Five-strong litter takes ewe’s lifetime lamb tally to 28

A seven-crop ewe has amazed staff at an Oxfordshire farm by having quintuplets, taking her lifetime tally to 28 lambs born alive.

The high-output ewe belongs to the milky and prolific “Warborough breed”, a composite sheep bred for early indoor lambing at Warborough Farm, Letcombe Regis, Wantage.

Farm manager David Barber told Farmers Weekly the flock regularly scanned at 230-250%, so triplets and quads were common, but this ewe was consistently productive.

After having a single as a ewe lamb, she had quads as a shearling, her third crop was twins and she’s had five or six lambs each year thereafter. 

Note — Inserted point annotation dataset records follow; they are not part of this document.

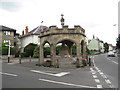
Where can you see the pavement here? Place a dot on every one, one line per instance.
(104, 74)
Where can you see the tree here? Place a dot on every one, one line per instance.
(118, 42)
(29, 50)
(106, 46)
(4, 47)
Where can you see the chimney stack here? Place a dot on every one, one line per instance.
(23, 32)
(26, 30)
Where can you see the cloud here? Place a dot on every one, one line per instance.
(10, 5)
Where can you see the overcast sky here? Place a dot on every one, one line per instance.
(97, 17)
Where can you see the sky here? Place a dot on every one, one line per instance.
(97, 17)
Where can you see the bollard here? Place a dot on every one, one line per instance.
(57, 63)
(77, 63)
(89, 61)
(19, 59)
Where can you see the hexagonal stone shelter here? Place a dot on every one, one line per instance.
(67, 36)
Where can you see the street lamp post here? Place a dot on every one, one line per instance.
(9, 52)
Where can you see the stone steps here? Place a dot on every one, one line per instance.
(66, 63)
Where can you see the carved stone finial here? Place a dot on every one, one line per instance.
(62, 20)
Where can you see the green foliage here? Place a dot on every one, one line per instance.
(36, 52)
(58, 48)
(29, 50)
(106, 47)
(74, 50)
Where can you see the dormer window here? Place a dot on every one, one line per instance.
(7, 32)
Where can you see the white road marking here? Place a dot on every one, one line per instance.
(97, 80)
(8, 74)
(69, 84)
(95, 76)
(57, 75)
(108, 81)
(104, 76)
(93, 73)
(99, 86)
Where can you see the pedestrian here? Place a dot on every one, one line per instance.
(89, 61)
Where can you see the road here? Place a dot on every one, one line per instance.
(104, 74)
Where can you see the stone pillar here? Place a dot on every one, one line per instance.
(84, 50)
(78, 50)
(41, 57)
(53, 55)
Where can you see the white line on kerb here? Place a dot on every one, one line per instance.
(104, 76)
(8, 74)
(57, 75)
(108, 81)
(99, 86)
(95, 76)
(69, 84)
(97, 80)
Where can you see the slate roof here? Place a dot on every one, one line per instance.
(35, 31)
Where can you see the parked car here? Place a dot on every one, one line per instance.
(111, 54)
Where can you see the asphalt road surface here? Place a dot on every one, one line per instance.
(104, 74)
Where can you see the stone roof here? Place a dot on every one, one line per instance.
(4, 28)
(38, 29)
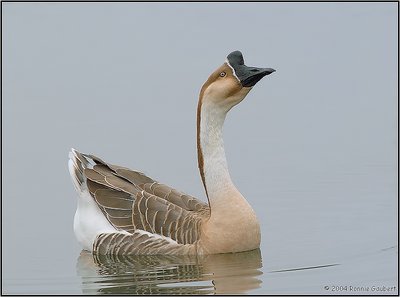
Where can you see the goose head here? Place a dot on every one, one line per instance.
(231, 82)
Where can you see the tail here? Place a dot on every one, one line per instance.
(76, 165)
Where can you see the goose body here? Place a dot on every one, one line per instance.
(122, 211)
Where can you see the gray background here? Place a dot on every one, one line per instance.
(313, 147)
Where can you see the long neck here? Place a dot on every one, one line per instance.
(211, 154)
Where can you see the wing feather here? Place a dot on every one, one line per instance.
(132, 201)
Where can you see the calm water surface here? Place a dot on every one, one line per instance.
(314, 147)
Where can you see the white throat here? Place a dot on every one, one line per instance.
(216, 174)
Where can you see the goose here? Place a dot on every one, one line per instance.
(123, 211)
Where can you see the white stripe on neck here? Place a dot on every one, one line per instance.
(216, 173)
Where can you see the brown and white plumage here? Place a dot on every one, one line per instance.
(122, 211)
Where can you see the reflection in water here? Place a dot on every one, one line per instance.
(212, 274)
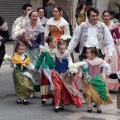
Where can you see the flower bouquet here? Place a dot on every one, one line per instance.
(73, 67)
(66, 38)
(8, 58)
(19, 33)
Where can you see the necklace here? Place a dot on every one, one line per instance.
(33, 25)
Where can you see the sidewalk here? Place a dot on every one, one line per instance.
(36, 111)
(9, 50)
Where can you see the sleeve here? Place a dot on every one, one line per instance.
(13, 29)
(117, 33)
(108, 41)
(66, 29)
(5, 37)
(69, 59)
(117, 2)
(107, 67)
(81, 17)
(75, 40)
(39, 61)
(41, 44)
(47, 30)
(30, 66)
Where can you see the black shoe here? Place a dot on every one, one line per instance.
(61, 107)
(53, 102)
(56, 109)
(43, 102)
(25, 102)
(95, 105)
(18, 101)
(113, 76)
(89, 109)
(99, 111)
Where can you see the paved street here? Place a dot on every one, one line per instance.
(9, 110)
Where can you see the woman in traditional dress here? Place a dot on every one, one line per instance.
(57, 25)
(115, 65)
(34, 40)
(4, 36)
(23, 81)
(65, 88)
(93, 84)
(48, 53)
(43, 19)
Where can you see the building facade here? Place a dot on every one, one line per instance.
(11, 9)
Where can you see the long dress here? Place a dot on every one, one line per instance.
(46, 85)
(113, 84)
(4, 36)
(36, 35)
(57, 28)
(95, 91)
(65, 88)
(23, 82)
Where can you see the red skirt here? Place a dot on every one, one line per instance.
(61, 93)
(45, 87)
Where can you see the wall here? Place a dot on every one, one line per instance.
(36, 4)
(102, 5)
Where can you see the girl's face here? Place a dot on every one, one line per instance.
(41, 13)
(34, 17)
(56, 13)
(106, 17)
(89, 54)
(54, 43)
(21, 50)
(62, 48)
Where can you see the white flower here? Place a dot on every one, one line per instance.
(20, 24)
(73, 67)
(17, 27)
(7, 58)
(73, 70)
(21, 31)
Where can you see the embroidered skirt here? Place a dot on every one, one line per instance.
(92, 96)
(23, 85)
(64, 92)
(45, 87)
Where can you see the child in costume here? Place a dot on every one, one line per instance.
(65, 88)
(93, 84)
(23, 81)
(116, 76)
(48, 53)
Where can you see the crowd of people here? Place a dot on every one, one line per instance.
(43, 58)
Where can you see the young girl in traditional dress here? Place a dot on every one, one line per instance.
(48, 53)
(116, 76)
(65, 88)
(93, 84)
(23, 81)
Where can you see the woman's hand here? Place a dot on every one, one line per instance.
(35, 71)
(107, 76)
(26, 38)
(0, 43)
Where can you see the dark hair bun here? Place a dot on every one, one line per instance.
(1, 21)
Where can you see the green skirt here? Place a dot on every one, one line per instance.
(23, 85)
(33, 55)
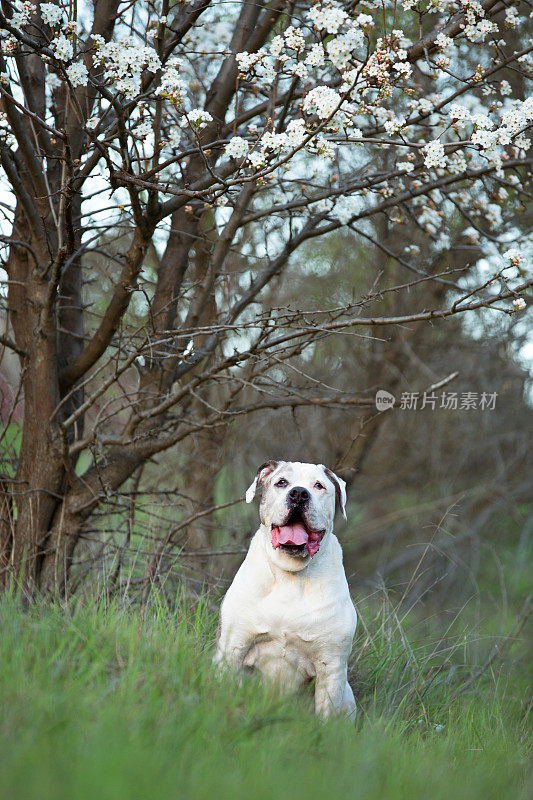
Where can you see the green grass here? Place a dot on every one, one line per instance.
(100, 701)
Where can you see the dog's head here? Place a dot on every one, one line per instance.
(297, 508)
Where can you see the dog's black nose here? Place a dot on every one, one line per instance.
(298, 494)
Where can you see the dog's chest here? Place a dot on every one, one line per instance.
(291, 624)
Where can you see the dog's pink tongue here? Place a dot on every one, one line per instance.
(289, 534)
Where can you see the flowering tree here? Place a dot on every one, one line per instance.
(183, 153)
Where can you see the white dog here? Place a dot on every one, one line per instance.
(288, 612)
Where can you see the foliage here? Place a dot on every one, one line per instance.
(99, 698)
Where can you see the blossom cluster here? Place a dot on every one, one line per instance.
(124, 62)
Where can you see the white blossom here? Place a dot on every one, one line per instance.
(512, 20)
(434, 155)
(124, 63)
(237, 147)
(77, 74)
(62, 47)
(315, 57)
(321, 100)
(294, 38)
(327, 18)
(199, 118)
(21, 18)
(51, 13)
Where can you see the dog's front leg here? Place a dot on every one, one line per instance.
(233, 643)
(330, 686)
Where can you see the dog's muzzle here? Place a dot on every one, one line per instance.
(295, 536)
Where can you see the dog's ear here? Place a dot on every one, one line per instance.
(262, 473)
(340, 489)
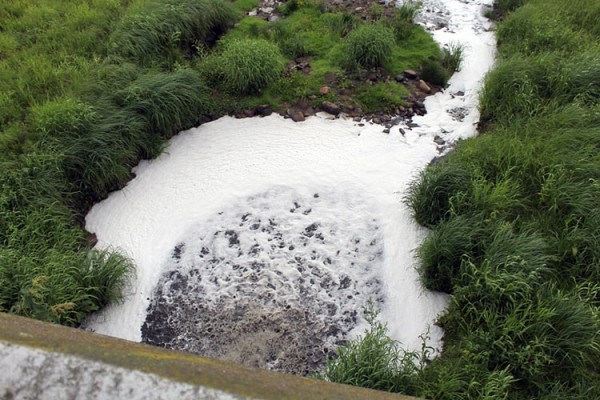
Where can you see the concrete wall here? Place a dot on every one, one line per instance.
(45, 361)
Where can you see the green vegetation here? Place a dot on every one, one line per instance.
(370, 46)
(248, 65)
(88, 89)
(514, 217)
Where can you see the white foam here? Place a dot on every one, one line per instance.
(207, 169)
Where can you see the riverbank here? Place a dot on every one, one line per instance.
(514, 224)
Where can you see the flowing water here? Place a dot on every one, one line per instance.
(261, 240)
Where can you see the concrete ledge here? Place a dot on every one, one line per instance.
(48, 358)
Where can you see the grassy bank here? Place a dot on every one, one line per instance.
(515, 224)
(89, 89)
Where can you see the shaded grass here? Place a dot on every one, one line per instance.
(160, 29)
(515, 215)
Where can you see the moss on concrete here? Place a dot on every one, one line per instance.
(176, 366)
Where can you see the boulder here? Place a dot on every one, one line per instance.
(331, 108)
(423, 86)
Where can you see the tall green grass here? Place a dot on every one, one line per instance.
(77, 120)
(514, 217)
(161, 28)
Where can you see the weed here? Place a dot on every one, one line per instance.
(370, 45)
(250, 65)
(453, 57)
(164, 27)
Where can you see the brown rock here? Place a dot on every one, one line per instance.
(331, 108)
(410, 74)
(296, 115)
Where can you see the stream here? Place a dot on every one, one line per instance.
(261, 240)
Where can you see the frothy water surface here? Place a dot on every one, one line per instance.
(260, 240)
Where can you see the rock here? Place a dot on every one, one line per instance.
(331, 108)
(296, 115)
(410, 74)
(423, 86)
(264, 110)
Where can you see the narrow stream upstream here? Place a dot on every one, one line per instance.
(260, 240)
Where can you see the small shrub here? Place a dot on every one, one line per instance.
(370, 45)
(376, 361)
(452, 57)
(250, 65)
(62, 117)
(161, 28)
(342, 23)
(432, 195)
(408, 11)
(170, 102)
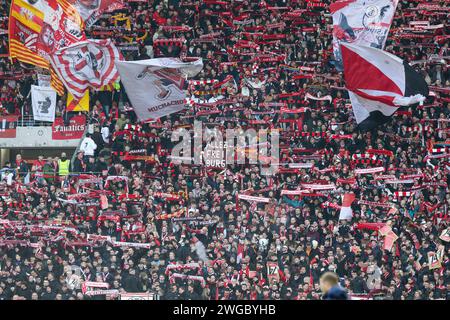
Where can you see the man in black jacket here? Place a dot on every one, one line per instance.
(329, 284)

Two lambs will be left on the dam and three others will be reared on a milk machine with the other pet lambs by Julie, the farm’s shepherd. 

See also: How an Oxfordshire sheep unit sells 1.92 lambs per ewe

“She had five and I thought I’d check her records to see what she had done before, as she was an old ewe,” said Mr Barber. “I found that she’d had 23 before and they had all been born alive. She is averaging four lambs a lambing.”

The impressive ewe is lambing with 600 others over a fortnight period, although the team is used to lambing about 2,000 in the same timeframe. She is on course to rear progeny that total 546kg of carcass weight (at 19-20kg a carcass) and more than 1.26t of liveweight lamb.

“We normally manage to harvest enough colostrum from milky ewes but have had to supplement with some powdered colostrum this year,” Mr Barber said.

The Warborough breed comprises Poll Dorset (62.5%), British Milk Sheep (25%) and Finnish Landrace (12.5%).

The high output/high input system lambs ewes in December to target the Easter market, then grazes species-rich unimproved grassland with dry ewes.  

Flock performance has hit 1.92 lambs a ewe sold in recent years, with a feed conversion ratio of lambs on feed (creep/pellets) of 2.5:1. 

All the ewes are artificially inseminated, with high-index Charollais and Suffolk used as terminal sires. Ewe lambs are bred to natural service and lamb in January.

With the high scanning rate the farm is well versed in managing pet lambs and multiple births, explains Mr Barber, who is in the process of dispersing the flock following the death of the owner, Tony Good.

“We have been selling in-lamb ewes as the farm is now up for sale,” said Mr Barber. “I sold 70 in-lamb sheep to my son, and they had all been scanned with triplets and quads – I wonder if that’s the highest-scanning group of sheep in the country.”